Ihr Mitschüler Fynn hat für sich zumindest schon beschlossen, nicht nach dem 7. Oktober und seinen Folgen zu fragen. "Wenn sie mit mir reden möchten, dann habe ich ein offenes Ohr dafür", sagt er. "Aber selbst offensiv zu fragen, finde ich ein bisschen übergriffig."

Kein normaler Schulbesuch möglich

Die zwölf Jugendlichen, die die Reise nach Deutschland angetreten haben, haben den Tag des Hamas-Überfalls unterschiedlich erlebt. Sie erzählen von Schüssen und nicht endenden Schreien, dass Terroristen in ihre Häuser eingedrungen seien, während sie im Safe Room verharrten, einem Raum mit verstärkten Wänden, der Menschen in Israel in erster Linie vor Raketenangriffen schützen soll.

Fast jeder von ihnen hat jemanden verloren: den Onkel, Freunde, einen Mitschüler. Und den Alltag. "Sie sind noch nicht zurück in ihrem Zuhause", sagt Borenstein. "Sie leben in Hotels, ziehen von einem Platz zum nächsten, vermissen ihre Schule."

Die Schule, die die Austauschgruppe zuvor besucht hat, befindet sich laut Borenstein im Kriegsgebiet und ist deshalb nicht erreichbar. Einige Monate habe es gar keinen Unterricht gegeben, nun seien die Kinder auf unterschiedliche Schulen aufgeteilt.

"Die Erlebnisse sind immer da"

"Jeder kämpft mit seinen eigenen Schwierigkeiten", erklärt der 44-Jährige. Einige Kinder seien deshalb vor der Reise ängstlich gewesen. "Es ist hart, von Zuhause weg zu sein und die Familie zurückzulassen, selbst für zehn Tage", sagt zum Beispiel die 15 Jahre alte Juval.

Das Bild zeigt drei Mädchen mit langen braunen Haaren und in Sportkleidung in einer Schulsporthalle.

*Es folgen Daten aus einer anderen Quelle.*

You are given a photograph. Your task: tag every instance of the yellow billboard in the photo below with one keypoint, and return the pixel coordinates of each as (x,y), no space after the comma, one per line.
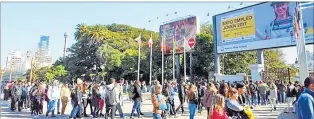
(238,27)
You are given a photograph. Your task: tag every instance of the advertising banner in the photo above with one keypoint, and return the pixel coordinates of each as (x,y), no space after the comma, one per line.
(178,31)
(262,26)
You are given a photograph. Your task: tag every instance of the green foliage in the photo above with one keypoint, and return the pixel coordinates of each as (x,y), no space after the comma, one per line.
(114,52)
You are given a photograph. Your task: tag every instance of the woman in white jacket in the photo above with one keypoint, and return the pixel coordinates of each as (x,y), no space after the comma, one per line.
(273,96)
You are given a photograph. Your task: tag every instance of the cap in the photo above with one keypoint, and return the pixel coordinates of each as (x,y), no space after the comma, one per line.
(239,85)
(308,81)
(275,3)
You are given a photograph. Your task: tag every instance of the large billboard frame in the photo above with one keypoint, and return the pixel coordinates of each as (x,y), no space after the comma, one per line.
(179,48)
(215,34)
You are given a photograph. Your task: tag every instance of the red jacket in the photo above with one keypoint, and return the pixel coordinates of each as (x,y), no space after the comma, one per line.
(216,115)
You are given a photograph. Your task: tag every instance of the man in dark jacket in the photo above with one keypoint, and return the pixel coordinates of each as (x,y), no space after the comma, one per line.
(181,90)
(13,96)
(137,98)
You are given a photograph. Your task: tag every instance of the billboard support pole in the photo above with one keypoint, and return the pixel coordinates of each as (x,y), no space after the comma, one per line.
(260,57)
(216,55)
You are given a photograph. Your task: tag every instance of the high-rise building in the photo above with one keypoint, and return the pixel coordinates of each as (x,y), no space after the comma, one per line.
(17,64)
(44,58)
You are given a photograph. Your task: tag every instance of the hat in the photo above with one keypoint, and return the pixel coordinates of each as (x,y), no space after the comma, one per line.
(260,82)
(79,81)
(308,81)
(275,3)
(239,85)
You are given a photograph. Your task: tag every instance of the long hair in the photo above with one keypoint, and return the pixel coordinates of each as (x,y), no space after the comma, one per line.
(273,86)
(220,100)
(192,91)
(212,89)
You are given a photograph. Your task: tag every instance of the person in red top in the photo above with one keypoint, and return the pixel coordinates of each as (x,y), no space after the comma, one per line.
(218,108)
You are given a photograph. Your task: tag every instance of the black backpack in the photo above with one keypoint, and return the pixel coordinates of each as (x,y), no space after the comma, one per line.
(110,97)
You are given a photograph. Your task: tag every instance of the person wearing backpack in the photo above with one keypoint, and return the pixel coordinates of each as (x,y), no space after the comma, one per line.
(201,94)
(18,93)
(95,100)
(159,104)
(291,95)
(111,98)
(208,99)
(53,96)
(254,91)
(137,98)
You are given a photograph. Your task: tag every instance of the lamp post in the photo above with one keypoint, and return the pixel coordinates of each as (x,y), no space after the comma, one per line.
(65,43)
(11,68)
(33,61)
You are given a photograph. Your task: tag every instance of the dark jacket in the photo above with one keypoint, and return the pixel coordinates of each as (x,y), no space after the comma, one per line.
(137,93)
(181,91)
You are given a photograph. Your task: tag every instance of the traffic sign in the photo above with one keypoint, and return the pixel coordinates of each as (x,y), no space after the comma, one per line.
(191,42)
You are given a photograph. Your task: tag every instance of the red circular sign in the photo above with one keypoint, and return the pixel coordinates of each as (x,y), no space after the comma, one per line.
(191,42)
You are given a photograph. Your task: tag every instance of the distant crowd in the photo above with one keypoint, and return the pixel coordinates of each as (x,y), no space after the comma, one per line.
(220,99)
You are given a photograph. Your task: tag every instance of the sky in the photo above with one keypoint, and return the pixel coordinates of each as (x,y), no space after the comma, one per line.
(23,23)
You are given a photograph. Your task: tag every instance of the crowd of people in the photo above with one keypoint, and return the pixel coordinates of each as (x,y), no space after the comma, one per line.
(220,99)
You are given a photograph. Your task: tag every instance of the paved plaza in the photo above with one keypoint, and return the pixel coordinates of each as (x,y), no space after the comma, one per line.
(260,112)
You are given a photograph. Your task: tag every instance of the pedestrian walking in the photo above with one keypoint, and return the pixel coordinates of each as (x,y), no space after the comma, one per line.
(208,99)
(182,95)
(193,101)
(291,96)
(158,102)
(273,96)
(53,96)
(65,97)
(111,98)
(137,98)
(76,97)
(305,104)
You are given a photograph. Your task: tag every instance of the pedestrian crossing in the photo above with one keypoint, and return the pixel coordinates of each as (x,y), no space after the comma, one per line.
(265,112)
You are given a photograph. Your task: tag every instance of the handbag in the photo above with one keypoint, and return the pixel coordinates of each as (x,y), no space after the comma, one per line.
(163,106)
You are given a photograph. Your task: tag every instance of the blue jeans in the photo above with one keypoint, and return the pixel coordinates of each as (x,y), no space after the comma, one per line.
(192,109)
(263,99)
(136,106)
(254,99)
(168,108)
(282,97)
(156,116)
(77,110)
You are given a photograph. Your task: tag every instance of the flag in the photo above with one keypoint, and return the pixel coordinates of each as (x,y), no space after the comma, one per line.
(305,5)
(150,41)
(174,45)
(138,39)
(162,44)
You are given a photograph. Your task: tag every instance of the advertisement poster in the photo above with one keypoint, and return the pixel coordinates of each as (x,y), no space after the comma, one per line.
(238,27)
(262,26)
(176,32)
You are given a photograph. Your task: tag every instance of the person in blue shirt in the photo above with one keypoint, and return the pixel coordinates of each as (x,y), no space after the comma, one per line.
(305,104)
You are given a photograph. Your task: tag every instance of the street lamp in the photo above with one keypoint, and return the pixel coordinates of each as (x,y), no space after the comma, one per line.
(65,43)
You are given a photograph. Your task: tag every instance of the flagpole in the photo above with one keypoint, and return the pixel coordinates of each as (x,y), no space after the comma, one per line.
(151,60)
(162,61)
(184,57)
(139,59)
(303,68)
(173,66)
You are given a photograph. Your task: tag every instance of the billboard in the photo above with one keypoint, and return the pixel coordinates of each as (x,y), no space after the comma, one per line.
(177,31)
(261,26)
(44,43)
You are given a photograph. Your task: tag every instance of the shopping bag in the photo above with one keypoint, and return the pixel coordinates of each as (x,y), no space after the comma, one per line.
(248,112)
(163,106)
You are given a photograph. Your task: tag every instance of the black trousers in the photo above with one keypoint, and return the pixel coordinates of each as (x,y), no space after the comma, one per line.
(13,102)
(112,110)
(85,103)
(172,109)
(181,105)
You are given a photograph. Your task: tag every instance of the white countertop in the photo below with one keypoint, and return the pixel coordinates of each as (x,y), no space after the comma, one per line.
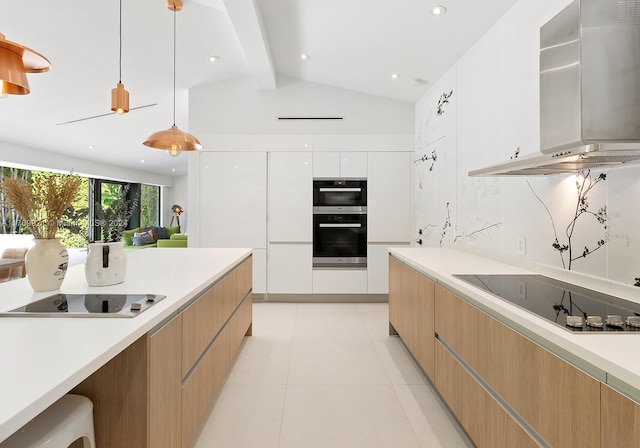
(41,359)
(602,355)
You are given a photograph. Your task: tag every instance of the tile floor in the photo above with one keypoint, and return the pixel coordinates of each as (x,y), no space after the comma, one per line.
(326,375)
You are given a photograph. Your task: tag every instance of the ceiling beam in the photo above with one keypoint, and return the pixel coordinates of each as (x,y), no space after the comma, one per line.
(247,21)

Wie der Urlaub, als den der hessische Ministerpräsident den Austausch bezeichnet, fühle sich die Reise für sie nicht an. "Ich glaube nicht, dass ich jemals wieder Ferien machen und relaxt am Strand sitzen kann", sagt sie und ihre Freundin Tamar ergänzt: "Die Erlebnisse sind immer da, das ist nichts, das man ignorieren oder vergessen kann."

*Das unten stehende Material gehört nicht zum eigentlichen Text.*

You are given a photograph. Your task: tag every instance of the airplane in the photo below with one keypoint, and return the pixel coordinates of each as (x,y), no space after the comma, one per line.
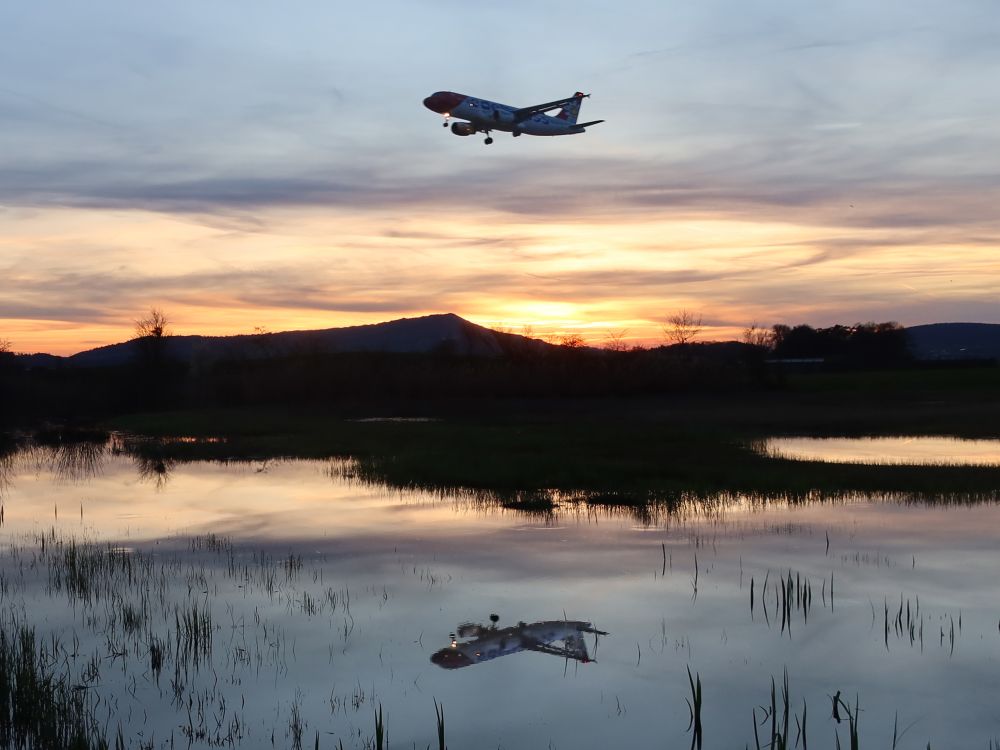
(556,637)
(482,115)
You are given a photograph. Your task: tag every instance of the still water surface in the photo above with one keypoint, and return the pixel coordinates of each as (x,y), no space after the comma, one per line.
(325,598)
(922,450)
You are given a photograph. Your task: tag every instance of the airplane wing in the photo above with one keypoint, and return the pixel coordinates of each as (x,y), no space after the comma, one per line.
(525,112)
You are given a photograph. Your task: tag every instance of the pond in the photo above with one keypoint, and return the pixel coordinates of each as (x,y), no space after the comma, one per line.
(919,450)
(285,602)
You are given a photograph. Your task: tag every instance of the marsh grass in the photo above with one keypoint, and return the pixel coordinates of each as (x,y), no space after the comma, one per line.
(600,455)
(38,707)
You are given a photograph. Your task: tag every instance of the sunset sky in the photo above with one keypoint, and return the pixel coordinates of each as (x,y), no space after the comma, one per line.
(248,164)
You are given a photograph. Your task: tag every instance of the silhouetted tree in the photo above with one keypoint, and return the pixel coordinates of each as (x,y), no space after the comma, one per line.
(682,327)
(758,337)
(616,340)
(154,325)
(151,335)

Schulsprecherin: Immer willkommen

Gleichzeitig betont die 16-Jährige, den deutschen Jugendlichen davon erzählen zu wollen. "Ich will, dass sie mehr darüber lernen, was passiert ist - und dass sie es nicht alles aus den sozialen Netzwerken erfahren, denn da ist viel fake", so Tamar.

Für Tal Borenstein ist das Teil der israelischen Mentalität. "Wir sagen, was wir denken und drucksen nicht herum." Er hoffe aber, dass die Frankfurter sie nicht nur als Opfer oder Teil des israelisch-palästinensischen Konflikts sehen.

"Jetzt sind sie einfach sie selbst und haben Spaß", sagt der 44-Jährige. "Ich will mehr davon sehen." Das wünscht sich auch Schulsprecherin Lilly. "Sie sollen nach den zehn Tagen mit schönen Erinnerungen und dem Gefühl gehen, dass sie hier immer herzlich willkommen sind."